Guest Post, Kate Fetherston: Getting Off My Game

mind-the-gap-1484157Recently I had the good fortune to read some of Pamela Stewart’s new and as yet unpublished prose poems.  She’s creating a mosaic of small, luminous pieces with a variety of characters, voices, and circumstances—and the project is still in process.  I was struck by the abruptness of the endings and an absence of correlation in relationship between pieces. Struck in a good way—as in, I was mesmerized by a sense of incompleteness that opened up something compelling and strange:  a feeling of being lost. I find I long for that feeling even more than for meaning.  It’s in those spaces where there’s a lack of overt connection that the reader’s imagination and experience finds room to fill in the gaps.  Wow, I’m in.

But, as I struggle with a second book (and, frankly, find myself painting partly to avoid writing), I look at the pile of paper on my desk and wonder what I’m going to do with it all.  It’s the kind of dumb question that garners a lot of good advice that doesn’t help in the least.  “You’re going to have to connect these with some arc.”  Or: “What theme are you working with?” Or: “ Pay attention to the voice.” Naturally, I got all tangled up thinking about ideas, narrative arc, theme, architecture. And all that noise started harassing my little poems, strapping them into broken chairs under the single swaying bulb in a dank Jersey warehouse.  Like smart wiseguys, the poems clammed up.

ggLast week I was a participant at VCFA’s post-graduate writers conference and worked with the Detroit poet Jamaal May who talks faster than possibly anyone else worth listening to on the planet.  His debut collection, Hum, (Alice James Books, 2013) sizzles off the page with an energy that connects an unflinching eye with passionate heart.
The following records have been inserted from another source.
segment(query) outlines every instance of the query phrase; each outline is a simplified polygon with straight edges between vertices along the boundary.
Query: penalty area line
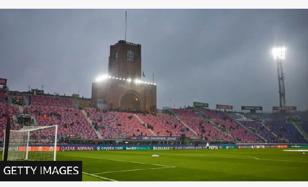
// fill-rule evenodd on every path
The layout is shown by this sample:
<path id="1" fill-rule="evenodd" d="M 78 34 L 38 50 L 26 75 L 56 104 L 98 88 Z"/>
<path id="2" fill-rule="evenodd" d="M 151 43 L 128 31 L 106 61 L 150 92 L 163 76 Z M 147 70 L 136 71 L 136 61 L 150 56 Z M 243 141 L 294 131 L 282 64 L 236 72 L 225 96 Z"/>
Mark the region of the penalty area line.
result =
<path id="1" fill-rule="evenodd" d="M 105 174 L 105 173 L 110 173 L 127 172 L 132 172 L 132 171 L 140 171 L 140 170 L 166 169 L 168 169 L 168 168 L 176 168 L 176 167 L 175 166 L 174 166 L 174 167 L 171 167 L 146 168 L 146 169 L 136 169 L 136 170 L 130 170 L 116 171 L 114 171 L 114 172 L 103 172 L 103 173 L 93 173 L 93 174 L 92 174 L 92 175 L 104 174 Z"/>
<path id="2" fill-rule="evenodd" d="M 65 155 L 66 156 L 70 156 L 70 157 L 83 157 L 83 158 L 93 158 L 97 159 L 102 159 L 102 160 L 113 160 L 113 161 L 118 161 L 119 162 L 131 162 L 131 163 L 140 163 L 141 164 L 148 164 L 148 165 L 158 165 L 158 166 L 162 166 L 163 167 L 174 167 L 171 165 L 165 165 L 161 164 L 157 164 L 156 163 L 143 163 L 143 162 L 135 162 L 133 161 L 127 161 L 127 160 L 116 160 L 113 159 L 111 158 L 96 158 L 96 157 L 90 157 L 87 156 L 74 156 L 74 155 Z"/>
<path id="3" fill-rule="evenodd" d="M 98 176 L 98 175 L 94 175 L 94 174 L 91 174 L 90 173 L 86 173 L 86 172 L 82 172 L 82 173 L 83 173 L 85 175 L 90 175 L 90 176 L 91 176 L 94 177 L 99 178 L 101 178 L 102 179 L 107 180 L 109 180 L 109 181 L 117 181 L 117 182 L 118 181 L 118 180 L 113 180 L 113 179 L 108 179 L 108 178 L 101 177 L 100 176 Z"/>

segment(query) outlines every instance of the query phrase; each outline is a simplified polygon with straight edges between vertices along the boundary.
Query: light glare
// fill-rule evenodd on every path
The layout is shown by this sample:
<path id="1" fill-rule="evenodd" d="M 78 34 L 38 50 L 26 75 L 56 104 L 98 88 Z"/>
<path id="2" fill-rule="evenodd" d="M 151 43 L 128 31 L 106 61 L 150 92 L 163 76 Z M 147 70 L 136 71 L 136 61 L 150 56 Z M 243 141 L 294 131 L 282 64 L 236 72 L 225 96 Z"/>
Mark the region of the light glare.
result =
<path id="1" fill-rule="evenodd" d="M 274 55 L 274 59 L 285 59 L 285 50 L 286 48 L 284 47 L 273 48 L 273 54 Z"/>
And he’s an attentive, intuitive and smart teacher. Perhaps the thing he said that I most needed to hear was a quote from the poet Rigoberto Gonzalez that, “It’s good for a poet to be in trouble.”  Yes, taking risks is good—but being in trouble is more than that:  it’s good to be really scared.

I’m not praising the idea that poets need to be morbidly depressed, in acute pain, anxious out of our minds, or miserable. There’s enough pain in everyone’s real life. And I think creativity is fostered by the full range of human experience—including joy.  But, I suddenly realized that somewhere I’ve been under the illusion that, given enough time and attention to craft, I wouldn’t have that lump in my throat.  I wouldn’t have to choke on the raw sob I keep under wraps in my day job, in taking care of laundry, my husband, the bills.  In all that left-brain activity, I’ve worked hard to have places in my life where I actually feel competent and I thought making poems could be one of them.  Now—and here’s my gift to you, reader—I realize that, if the poems have life in them, I can feel good about that. Later—maybe much later.  But the making itself requires my willingness to be undone, afraid, alone, fragile, fucked up.  So I can shift focus, be lost, be a little off my game.  Oh, shit. Thank heavens. Oh, shit. Amen.

A lot of scintillating things were said at this conference—it’s simply the best conference ever—and I’ve got a notebook filled with semi-legible scrawl to prove it What I hope will help my poems, is this: no matter where you and I are in the process of making a poem—or a book—along with attention to craft, theme, arc—there needs to be breathing room. Some gaps perhaps, some unfinishedness, the strangeness that feels alive.  A roominess that allows things not fitting together until or unless they do.  I love being lost as a reader. I love allowing meaning to come to me. I love not being hit over the head with what Roger Weingarten calls, “a poem as a life support system for an idea.”  I forgot that I love—and need—being lost as a writer.  And how much I need that trouble.  Oh, shit. Thank heavens. Oh, shit. Amen.